The sun had already passed beyond the horizon as we climbed the dirt path up to the Mount again, but the gray light still lingered to light our steps.  By the time we reached the garden of Gethsemane, the darkness was complete.  We lit a small fire for warmth and light, and sat huddled around it.  Jesus told the others to stay with the fire, but called James, John, and I to go under the olive trees to pray.  The joy and peace that Jesus had displayed as we sang the Passover Hallel was now overshadowed by a deep sorrow that we did not understand.  He looked up at us, and with pain in His voice, but gently, as if to beseech us, He said, "My soul is overwhelmed with sorrow to the point of death. Stay here and keep watch with me."  He went a little beyond us and fell to the ground, sobbing, "“My Father! Abba! If it is possible, may this cup be taken from me. Yet not as I will, but as you will.”  He continued in prayer, affirming His desire to do the will of the Father, but obviously overcome with anguish as He considered the coming darkness.  Two times more, He asked that the hour may pass Him by, and then He fell to silence, still kneeling beneath the olive trees.

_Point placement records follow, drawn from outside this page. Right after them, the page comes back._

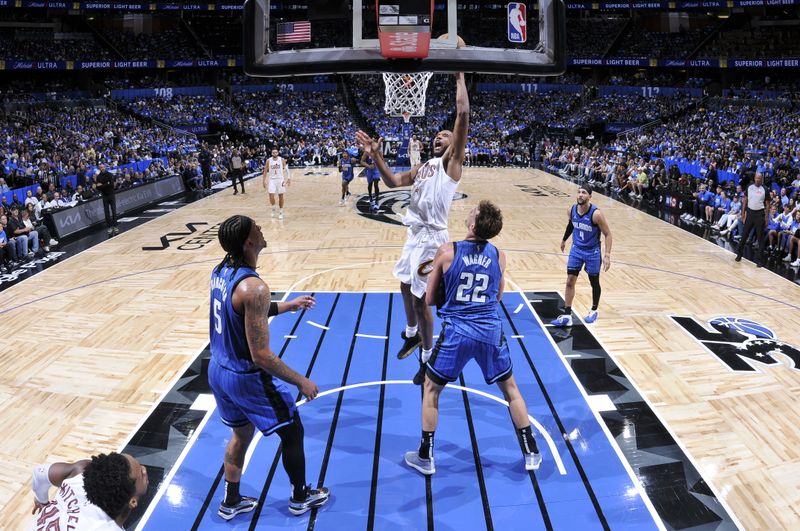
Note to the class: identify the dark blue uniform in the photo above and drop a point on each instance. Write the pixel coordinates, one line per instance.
(372, 173)
(243, 391)
(471, 326)
(346, 167)
(585, 250)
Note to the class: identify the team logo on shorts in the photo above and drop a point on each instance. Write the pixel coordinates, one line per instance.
(391, 206)
(741, 344)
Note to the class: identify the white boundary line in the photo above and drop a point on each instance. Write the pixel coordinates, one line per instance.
(370, 336)
(637, 484)
(168, 479)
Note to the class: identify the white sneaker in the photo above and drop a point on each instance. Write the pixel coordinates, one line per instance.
(423, 466)
(532, 461)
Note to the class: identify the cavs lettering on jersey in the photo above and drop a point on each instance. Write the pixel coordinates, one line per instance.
(276, 168)
(472, 283)
(586, 233)
(431, 196)
(71, 510)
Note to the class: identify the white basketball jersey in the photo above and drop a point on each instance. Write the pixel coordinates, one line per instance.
(276, 168)
(71, 510)
(431, 196)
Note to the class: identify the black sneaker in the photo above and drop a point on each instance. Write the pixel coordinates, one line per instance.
(314, 498)
(245, 505)
(410, 344)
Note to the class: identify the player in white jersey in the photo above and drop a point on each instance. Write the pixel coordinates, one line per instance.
(414, 150)
(93, 495)
(275, 180)
(433, 185)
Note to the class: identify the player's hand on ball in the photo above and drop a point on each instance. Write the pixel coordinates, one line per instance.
(304, 302)
(308, 389)
(369, 145)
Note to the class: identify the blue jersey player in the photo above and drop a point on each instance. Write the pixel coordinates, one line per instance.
(373, 178)
(585, 224)
(346, 169)
(246, 376)
(466, 284)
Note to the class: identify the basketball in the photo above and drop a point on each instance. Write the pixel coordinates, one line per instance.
(446, 36)
(744, 326)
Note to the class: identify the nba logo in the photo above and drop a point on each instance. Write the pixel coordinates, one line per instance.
(517, 28)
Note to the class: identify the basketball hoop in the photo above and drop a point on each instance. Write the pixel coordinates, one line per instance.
(405, 94)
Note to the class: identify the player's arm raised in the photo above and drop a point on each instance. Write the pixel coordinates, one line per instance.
(453, 159)
(601, 222)
(253, 299)
(371, 148)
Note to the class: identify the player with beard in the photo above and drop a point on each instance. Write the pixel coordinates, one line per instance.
(585, 224)
(433, 185)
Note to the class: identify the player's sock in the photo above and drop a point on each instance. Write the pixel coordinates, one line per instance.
(526, 440)
(232, 496)
(426, 445)
(426, 355)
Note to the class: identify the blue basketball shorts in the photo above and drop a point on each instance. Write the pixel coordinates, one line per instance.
(453, 350)
(251, 397)
(590, 259)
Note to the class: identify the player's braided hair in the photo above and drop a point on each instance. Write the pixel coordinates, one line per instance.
(232, 234)
(489, 221)
(108, 483)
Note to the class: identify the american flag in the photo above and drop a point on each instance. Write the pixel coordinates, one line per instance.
(294, 32)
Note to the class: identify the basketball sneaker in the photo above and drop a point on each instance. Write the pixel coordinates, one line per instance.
(562, 320)
(423, 466)
(532, 461)
(410, 344)
(245, 505)
(314, 498)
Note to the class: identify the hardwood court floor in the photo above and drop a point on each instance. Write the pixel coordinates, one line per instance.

Our souls were stricken at His prayer. Could it be that His words long ago to us that He would go to Jerusalem and be killed by the elders and scribes were now to come true?  At the time, I had rebuked Him, saying "God forbid it, Lord! This shall never happen to You!"  His response to me was a harsh reproach.  "Get behind Me, Satan!  You are a stumbling block to Me; for you are not setting your mind on God's interests, but on man's."  This time I would not fail Him.  I would not question His words, and I would never leave Him.

Even with the weight of sorrow and strength of resolve, fatigue began to catch up to John and I, who had been on watch the night before.  When Jesus returned to us, we were beginning to drift into sleep, overcome by exhaustion and anguish.  He said to us, "Why are you sleeping? Get up and pray that you may not enter into temptation!"  We shook ourselves awake, and as I looked up with sleep-blurred eyes, I was startled to see that the drops of sweat on His forehead glistened red in the light from the fire.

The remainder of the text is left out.